His half-sister, Valborg Lerche, was the first female theologian in Norway.

His parents wanted him to study medicine but, in 1856, after completing his primary education and taking drawing lessons, he went to Düsseldorf, where he took lessons from Hans Gude, Benjamin Vautier and others. Initially, he created architectural paintings. After graduating, he toured the Rhineland, painting churches, then returned to Norway, where he worked at Trondheim and Roskilde. In 1864, with a state grant, he travelled through Southern Germany and Northern Italy, sketching architectural monuments.
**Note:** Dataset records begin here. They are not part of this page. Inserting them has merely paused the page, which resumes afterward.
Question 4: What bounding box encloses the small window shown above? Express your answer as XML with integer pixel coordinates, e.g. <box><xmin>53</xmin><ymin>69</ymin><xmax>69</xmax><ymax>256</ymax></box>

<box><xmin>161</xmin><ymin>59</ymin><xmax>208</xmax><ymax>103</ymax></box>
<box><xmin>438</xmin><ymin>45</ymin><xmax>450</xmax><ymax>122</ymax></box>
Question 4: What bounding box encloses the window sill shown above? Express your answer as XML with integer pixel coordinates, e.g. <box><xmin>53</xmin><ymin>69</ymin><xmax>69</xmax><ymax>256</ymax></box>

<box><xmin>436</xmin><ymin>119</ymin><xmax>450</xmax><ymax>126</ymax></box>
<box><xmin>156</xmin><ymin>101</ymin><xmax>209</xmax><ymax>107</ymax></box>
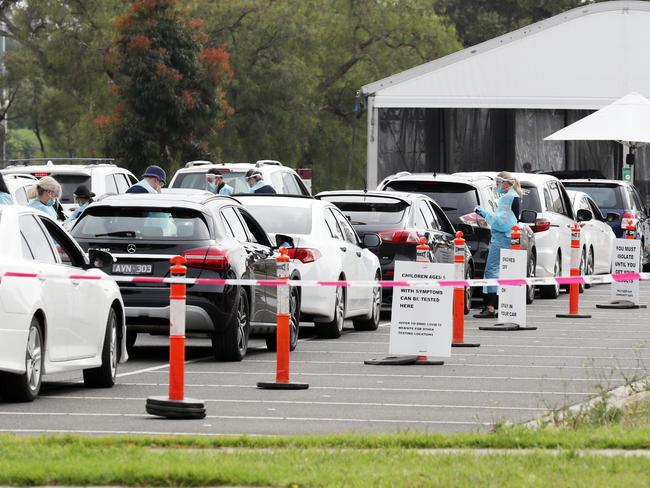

He got married in 1866 and, in 1872, purchased a studio in Düsseldorf that formerly belonged to Adolph Tidemand. He lived there until his death from an abdominal ailment, twenty years later. His home eventually became a museum, but was destroyed during Second World War.

For many years he provided drawings for numerous German, Norwegian and Swedish magazines; notably Ny Illustrerad Tidning. In 1879, he was one of the illustrators for Norske Folke- og Huldre-Eventyr i Udvalg, a collection of folk-tales published by Peter Christen Asbjørnsen. In addition, he wrote and illustrated his own humorous tales, satires and travelogues, many of them for children, which were published in two volumes as Små Billeder for Store Börn (Small Pictures for Big Children).

He was also known as a cartoonist, and created popular pictures of churches and monasteries that featured caricatures of merry priests and monks. Later, he painted 18th century interiors with figures and did a series of works on themes from the plays of Ludvig Holberg.